6.2 Trade Restrictions
| Restriction | Purpose | Typical Effect on Price & Quantity |
| Tariff | Protect domestic producers, raise revenue | Domestic price ↑, quantity imported ↓ |
| Quota | Limit quantity of imports | Domestic price ↑, total imports limited |
| Subsidy | Encourage export or domestic production | Domestic price ↓, exports ↑ |
| Embargo | Political sanction | Trade of the targeted good stops |
6.3 Exchange Rates
- Nominal vs real exchange rate.
- Depreciation makes exports cheaper and imports more expensive – can improve the current account.
- Appreciation has the opposite effect.
6.4 Current‑Account Balance
- Exports of goods & services + net income + net transfers.
- Surplus → net lender to the world; deficit → net borrower.
- Policy tools: exchange‑rate adjustments, trade‑policy changes, fiscal measures.
AO2 tip: When answering a data‑response question on trade, always label the axes, indicate the direction of shifts and state the impact on consumer/producer surplus.
7. Cross‑cutting Concepts (Environment, Sustainability & Market Failure)
- Scarcity – the fundamental economic problem (see 1).
- Market failure – when the market does not allocate resources efficiently.
- Public goods (e.g., street lighting)
- Merit goods (e.g., education, healthcare) – under‑consumed without intervention.

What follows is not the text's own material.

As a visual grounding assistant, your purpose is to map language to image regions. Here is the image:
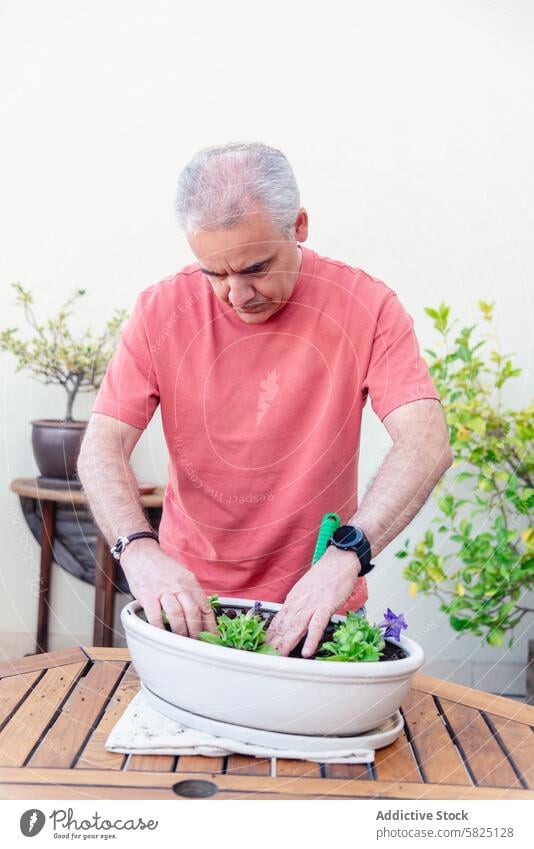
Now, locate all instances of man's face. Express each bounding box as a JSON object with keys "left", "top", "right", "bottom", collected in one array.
[{"left": 187, "top": 208, "right": 308, "bottom": 324}]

- Demerit goods (e.g., tobacco) – over‑consumed without intervention.
- Externalities – positive (e.g., vaccination) or negative (e.g., pollution).
- Monopoly – single seller can restrict output and raise price.
- Sustainable development – meeting present needs without compromising future generations; links to environmental protection, resource efficiency and equitable growth.
8. Exam‑style Practice
8.1 Multiple‑Choice Example
Which of the following is most likely to improve the equity of a health‑care system?
- Introducing a user‑fee for all outpatient visits.
- Providing health vouchers only to households in the lowest income quintile.
- Subsidising private hospitals in affluent areas.
- Reducing the number of community health workers in rural districts.
Answer: B – targeting vouchers to the poorest improves equity while limiting fiscal cost.
8.2 Structured‑question Outline (AO3)
Question: “Evaluate the likely impact of a national health‑insurance scheme on poverty in a developing country.”
- Define the scheme and its intended purpose (AO1).
- Explain the causal chain (health → lower medical costs → higher disposable income → reduced poverty) using a diagram (AO2).
- Evaluate using the five criteria:
- Effectiveness – evidence of reduced out‑of‑pocket spending.
- Equity – utilisation by poorest vs richest quintile.
- Efficiency – administrative cost per beneficiary.
- Sustainability – financing (taxes, premiums) and fiscal pressure.
- Compatibility with macro aims – impact on growth, fiscal stability.
- Weigh the strengths (e.g., risk‑pooling, human‑capital gains) against limitations (e.g., high fiscal cost, possible crowding‑out of private providers).
- Conclude with a balanced judgment.
9. Quick Revision Checklist (AO1‑AO3)
- AO1 – Know definitions, diagrams and the five policy groups.
- AO2 – Be able to draw and label:
- Supply‑and‑demand shifts for taxes, subsidies, price controls.
- Health‑policy impact diagram (as described in 5.2.11).
- Trade‑restriction diagrams (tariff, quota).
- AO3 – Practice structured evaluations using the five criteria; always link back to macro‑economic objectives.